TrinityP3 sets up subscription model for its 18-year agency database
TrinityP3's Darren Woolley
TrinityP3 has opened its agency register to marketers who subscribe to the service, allowing access to 18 years of data that was previously only available to its own consultants.
The refreshed platform will allow marketers to search, shortlist and assess agencies across every discipline.
The register includes a natural language AI tool, underpinned by Anthropic’s Claude, which can match marketers with agencies that best fit their specific briefs.
Speaking to Mumbrella, TrinityP3 founder Darren Woolley said the goal was to support marketers, particularly the roughly 90% who manage their own procurement and pitch processes.
“The register is a very valuable resource for us, and we want it to be of value to marketers and procurement teams as well,” he said.
“The focus is to help a marketer assess whether an agency is a right fit for their brief, which requires weighing up data including clients, headcount and core capabilities – data that is often sensitive and not widely available.”

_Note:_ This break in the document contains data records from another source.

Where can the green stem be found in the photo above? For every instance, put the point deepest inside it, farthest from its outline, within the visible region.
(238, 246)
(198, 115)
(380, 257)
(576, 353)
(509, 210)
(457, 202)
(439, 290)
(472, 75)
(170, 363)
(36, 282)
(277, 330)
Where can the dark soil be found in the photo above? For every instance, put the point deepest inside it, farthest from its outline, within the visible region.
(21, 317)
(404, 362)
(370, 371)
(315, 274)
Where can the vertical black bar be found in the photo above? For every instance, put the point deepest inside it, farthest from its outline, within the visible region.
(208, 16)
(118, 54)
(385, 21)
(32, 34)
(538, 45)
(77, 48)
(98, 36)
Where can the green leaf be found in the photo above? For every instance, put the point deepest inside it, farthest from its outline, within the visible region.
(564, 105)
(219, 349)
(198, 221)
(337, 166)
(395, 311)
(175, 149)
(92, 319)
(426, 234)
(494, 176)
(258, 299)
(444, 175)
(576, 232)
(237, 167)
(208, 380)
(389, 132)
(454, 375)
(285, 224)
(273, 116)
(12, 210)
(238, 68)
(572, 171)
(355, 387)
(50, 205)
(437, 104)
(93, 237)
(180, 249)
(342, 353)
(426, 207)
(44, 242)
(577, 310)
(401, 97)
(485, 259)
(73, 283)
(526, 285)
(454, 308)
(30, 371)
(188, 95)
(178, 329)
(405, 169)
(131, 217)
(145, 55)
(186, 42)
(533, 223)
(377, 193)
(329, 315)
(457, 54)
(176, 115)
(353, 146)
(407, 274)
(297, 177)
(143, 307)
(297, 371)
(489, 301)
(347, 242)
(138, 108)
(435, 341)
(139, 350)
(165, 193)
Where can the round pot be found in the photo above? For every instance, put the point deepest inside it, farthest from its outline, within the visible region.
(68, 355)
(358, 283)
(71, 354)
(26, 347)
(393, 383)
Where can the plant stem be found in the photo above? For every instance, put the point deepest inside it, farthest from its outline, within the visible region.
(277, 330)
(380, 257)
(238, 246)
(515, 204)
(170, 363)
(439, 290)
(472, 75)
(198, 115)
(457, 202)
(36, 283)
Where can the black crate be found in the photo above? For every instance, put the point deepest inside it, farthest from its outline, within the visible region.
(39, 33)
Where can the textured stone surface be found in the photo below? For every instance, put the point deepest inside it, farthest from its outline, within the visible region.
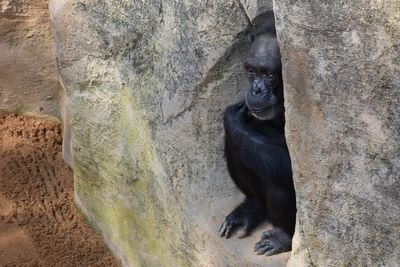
(28, 72)
(342, 75)
(146, 84)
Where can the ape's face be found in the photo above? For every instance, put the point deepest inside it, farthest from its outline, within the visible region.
(263, 66)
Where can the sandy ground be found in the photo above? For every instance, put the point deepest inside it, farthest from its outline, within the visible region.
(39, 224)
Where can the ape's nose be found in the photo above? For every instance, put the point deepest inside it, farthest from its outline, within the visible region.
(259, 86)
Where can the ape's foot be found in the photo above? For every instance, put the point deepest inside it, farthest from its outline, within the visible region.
(273, 242)
(244, 218)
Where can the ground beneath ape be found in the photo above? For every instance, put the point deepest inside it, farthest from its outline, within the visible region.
(39, 224)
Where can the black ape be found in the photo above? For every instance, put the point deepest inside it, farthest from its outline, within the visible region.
(256, 152)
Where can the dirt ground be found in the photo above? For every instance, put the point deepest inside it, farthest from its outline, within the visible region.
(39, 224)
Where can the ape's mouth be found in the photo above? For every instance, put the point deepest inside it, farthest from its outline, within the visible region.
(260, 103)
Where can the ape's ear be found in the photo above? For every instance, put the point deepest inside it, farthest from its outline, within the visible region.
(251, 37)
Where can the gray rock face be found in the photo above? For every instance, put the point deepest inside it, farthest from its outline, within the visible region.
(146, 84)
(342, 75)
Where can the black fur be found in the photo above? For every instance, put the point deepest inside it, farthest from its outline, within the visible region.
(257, 155)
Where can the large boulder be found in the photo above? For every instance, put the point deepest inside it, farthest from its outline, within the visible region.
(342, 75)
(28, 71)
(146, 85)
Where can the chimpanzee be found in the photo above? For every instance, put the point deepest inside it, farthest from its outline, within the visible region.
(256, 152)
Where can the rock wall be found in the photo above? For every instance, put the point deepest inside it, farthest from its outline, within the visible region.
(28, 72)
(146, 85)
(342, 75)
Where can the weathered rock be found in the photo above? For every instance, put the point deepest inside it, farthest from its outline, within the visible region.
(146, 84)
(28, 72)
(342, 75)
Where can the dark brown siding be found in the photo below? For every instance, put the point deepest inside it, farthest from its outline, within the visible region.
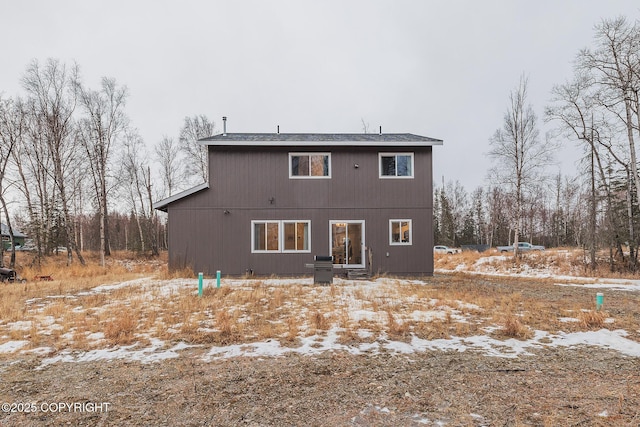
(254, 184)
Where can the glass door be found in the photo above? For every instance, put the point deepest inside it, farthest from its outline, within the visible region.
(347, 243)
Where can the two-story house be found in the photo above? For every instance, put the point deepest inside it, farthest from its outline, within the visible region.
(275, 200)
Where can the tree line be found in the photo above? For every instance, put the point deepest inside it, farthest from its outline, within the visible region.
(73, 164)
(598, 208)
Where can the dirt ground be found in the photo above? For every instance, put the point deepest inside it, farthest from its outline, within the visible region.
(555, 386)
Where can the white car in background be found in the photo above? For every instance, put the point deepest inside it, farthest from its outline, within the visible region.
(440, 249)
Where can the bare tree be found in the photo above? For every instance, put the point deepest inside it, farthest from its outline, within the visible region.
(519, 153)
(196, 159)
(167, 154)
(51, 90)
(136, 172)
(98, 132)
(12, 128)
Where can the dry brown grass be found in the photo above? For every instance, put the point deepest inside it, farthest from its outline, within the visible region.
(513, 328)
(592, 319)
(121, 328)
(257, 311)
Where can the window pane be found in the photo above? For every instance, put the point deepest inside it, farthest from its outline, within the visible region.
(272, 236)
(302, 236)
(395, 231)
(388, 165)
(290, 236)
(320, 165)
(299, 165)
(406, 232)
(404, 165)
(259, 237)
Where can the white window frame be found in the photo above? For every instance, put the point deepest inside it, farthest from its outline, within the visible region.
(381, 155)
(282, 235)
(253, 237)
(281, 245)
(400, 243)
(291, 176)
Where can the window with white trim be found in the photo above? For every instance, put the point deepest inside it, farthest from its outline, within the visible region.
(278, 236)
(396, 165)
(309, 165)
(265, 236)
(400, 232)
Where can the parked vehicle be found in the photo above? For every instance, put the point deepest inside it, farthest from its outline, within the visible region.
(9, 275)
(440, 249)
(522, 247)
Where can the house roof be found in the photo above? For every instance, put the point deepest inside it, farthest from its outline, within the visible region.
(162, 204)
(321, 139)
(4, 230)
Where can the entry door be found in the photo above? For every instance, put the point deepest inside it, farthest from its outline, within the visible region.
(347, 243)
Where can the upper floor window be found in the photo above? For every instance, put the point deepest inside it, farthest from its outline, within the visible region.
(396, 165)
(273, 236)
(400, 231)
(309, 165)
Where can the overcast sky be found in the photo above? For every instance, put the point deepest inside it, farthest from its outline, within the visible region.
(442, 69)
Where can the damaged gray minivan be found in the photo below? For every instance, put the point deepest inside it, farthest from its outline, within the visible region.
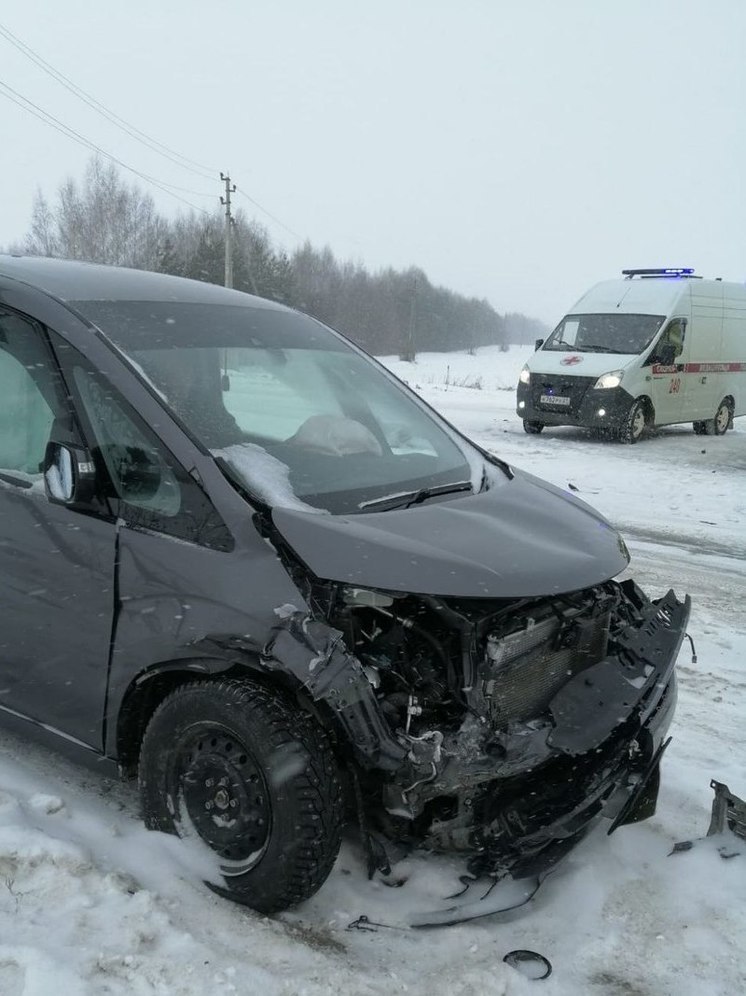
(243, 563)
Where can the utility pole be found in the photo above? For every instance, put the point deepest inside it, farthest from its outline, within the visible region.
(229, 189)
(412, 322)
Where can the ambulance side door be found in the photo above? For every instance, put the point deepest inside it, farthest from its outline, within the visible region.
(666, 370)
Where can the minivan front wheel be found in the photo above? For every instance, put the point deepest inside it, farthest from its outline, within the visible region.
(255, 778)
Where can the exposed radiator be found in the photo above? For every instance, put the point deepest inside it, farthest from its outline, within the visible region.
(527, 667)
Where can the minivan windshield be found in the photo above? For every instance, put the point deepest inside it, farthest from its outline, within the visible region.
(291, 411)
(605, 333)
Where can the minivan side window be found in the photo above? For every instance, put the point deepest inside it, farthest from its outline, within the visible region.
(29, 399)
(153, 490)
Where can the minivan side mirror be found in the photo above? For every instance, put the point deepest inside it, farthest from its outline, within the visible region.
(69, 473)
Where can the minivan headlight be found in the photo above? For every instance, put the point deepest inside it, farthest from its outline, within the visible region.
(611, 379)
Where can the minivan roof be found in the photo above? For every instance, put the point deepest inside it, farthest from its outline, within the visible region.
(72, 280)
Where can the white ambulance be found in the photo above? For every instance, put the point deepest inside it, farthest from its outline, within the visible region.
(655, 348)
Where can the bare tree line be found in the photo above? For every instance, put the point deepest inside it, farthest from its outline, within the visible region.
(103, 219)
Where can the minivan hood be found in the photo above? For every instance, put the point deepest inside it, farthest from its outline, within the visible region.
(555, 361)
(525, 538)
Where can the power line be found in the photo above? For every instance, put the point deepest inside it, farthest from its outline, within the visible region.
(268, 213)
(38, 112)
(139, 136)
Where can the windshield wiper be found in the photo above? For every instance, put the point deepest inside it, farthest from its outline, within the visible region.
(405, 499)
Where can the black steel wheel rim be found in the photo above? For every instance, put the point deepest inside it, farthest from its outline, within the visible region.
(224, 796)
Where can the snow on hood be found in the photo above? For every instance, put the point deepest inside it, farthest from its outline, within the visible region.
(265, 476)
(554, 361)
(525, 539)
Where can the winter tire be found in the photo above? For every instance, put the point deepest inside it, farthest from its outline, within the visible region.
(633, 425)
(255, 778)
(532, 428)
(718, 425)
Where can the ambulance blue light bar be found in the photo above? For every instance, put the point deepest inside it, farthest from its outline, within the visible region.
(668, 271)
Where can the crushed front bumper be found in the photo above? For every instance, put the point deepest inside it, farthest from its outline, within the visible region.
(526, 795)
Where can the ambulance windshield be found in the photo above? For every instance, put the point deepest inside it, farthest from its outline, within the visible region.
(607, 333)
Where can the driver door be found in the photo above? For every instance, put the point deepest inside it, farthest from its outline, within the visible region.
(56, 561)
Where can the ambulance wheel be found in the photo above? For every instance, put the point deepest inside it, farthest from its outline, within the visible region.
(718, 426)
(532, 428)
(633, 425)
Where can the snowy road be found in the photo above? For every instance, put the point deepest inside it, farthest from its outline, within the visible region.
(92, 904)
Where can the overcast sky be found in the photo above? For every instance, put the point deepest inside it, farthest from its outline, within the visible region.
(518, 150)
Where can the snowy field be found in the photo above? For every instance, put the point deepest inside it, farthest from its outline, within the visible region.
(90, 903)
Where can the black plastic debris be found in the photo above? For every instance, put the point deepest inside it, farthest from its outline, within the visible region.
(530, 964)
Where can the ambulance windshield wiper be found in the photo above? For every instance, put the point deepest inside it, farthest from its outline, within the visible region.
(404, 499)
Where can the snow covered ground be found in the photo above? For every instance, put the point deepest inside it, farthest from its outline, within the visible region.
(90, 903)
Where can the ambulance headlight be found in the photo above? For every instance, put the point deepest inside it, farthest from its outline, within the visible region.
(611, 379)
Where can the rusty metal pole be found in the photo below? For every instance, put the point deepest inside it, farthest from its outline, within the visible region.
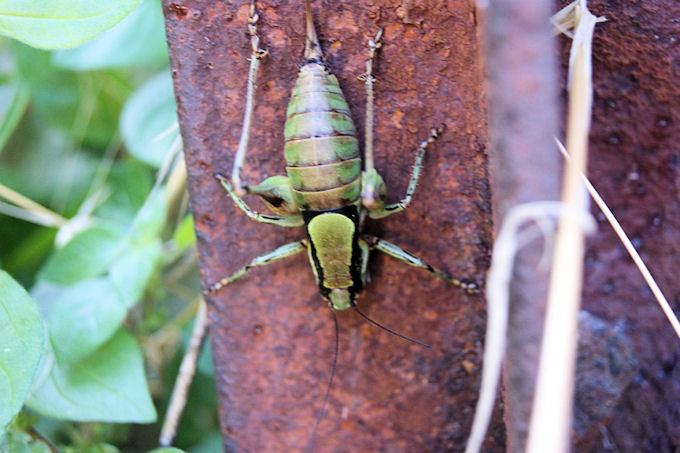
(523, 110)
(271, 332)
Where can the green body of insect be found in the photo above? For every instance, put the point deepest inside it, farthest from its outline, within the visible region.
(325, 188)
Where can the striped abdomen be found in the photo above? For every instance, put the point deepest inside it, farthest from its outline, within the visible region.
(322, 153)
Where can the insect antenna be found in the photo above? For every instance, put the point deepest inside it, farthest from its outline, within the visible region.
(322, 412)
(387, 329)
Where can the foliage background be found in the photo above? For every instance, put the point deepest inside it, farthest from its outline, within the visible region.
(90, 133)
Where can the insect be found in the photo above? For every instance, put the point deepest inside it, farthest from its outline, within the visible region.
(325, 189)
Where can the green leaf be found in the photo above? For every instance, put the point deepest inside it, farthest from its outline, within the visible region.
(137, 41)
(21, 346)
(148, 114)
(96, 448)
(131, 183)
(109, 385)
(14, 97)
(84, 317)
(150, 220)
(58, 24)
(132, 270)
(84, 105)
(185, 236)
(87, 255)
(19, 442)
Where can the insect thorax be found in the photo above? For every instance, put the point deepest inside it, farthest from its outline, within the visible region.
(334, 250)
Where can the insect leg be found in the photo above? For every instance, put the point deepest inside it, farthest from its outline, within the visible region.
(286, 221)
(282, 252)
(390, 209)
(255, 57)
(375, 243)
(369, 190)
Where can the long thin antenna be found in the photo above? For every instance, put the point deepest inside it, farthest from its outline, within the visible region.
(312, 48)
(322, 412)
(404, 337)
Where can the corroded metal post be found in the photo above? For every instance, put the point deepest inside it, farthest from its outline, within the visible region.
(272, 334)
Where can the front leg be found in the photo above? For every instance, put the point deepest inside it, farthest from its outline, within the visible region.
(282, 252)
(375, 243)
(381, 210)
(294, 220)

After testing multiple large language models, including ChatGPT and Perplexity, Woolley said Claude delivered the most accurate, least biased results when trained on the register’s proprietary data.
The TrinityP3 team spent the past three months “rigorously” testing the new platform with a select group of marketers before officially going live today.
Priced at $495 per month, the subscription allows for up to 300 prompts — a volume Woolley believes is more than sufficient for most marketing teams to shortlist a range of potential agencies.
Woolley said the launch also reflects how the market has evolved since the Covid lockdowns, when tightened budgets and remote work accelerated a broader shift towards in-house production, short-term projects and more targeted agency partnerships.
“Previously, a lot of pitches were for agencies of record, but now a huge number are for project-based work – which will often be procured in-house,” he explained.
“A lot of services have gone in-house, but no clients are doing every single function in-house. They still need agencies to provide capabilities they struggle to do themselves.”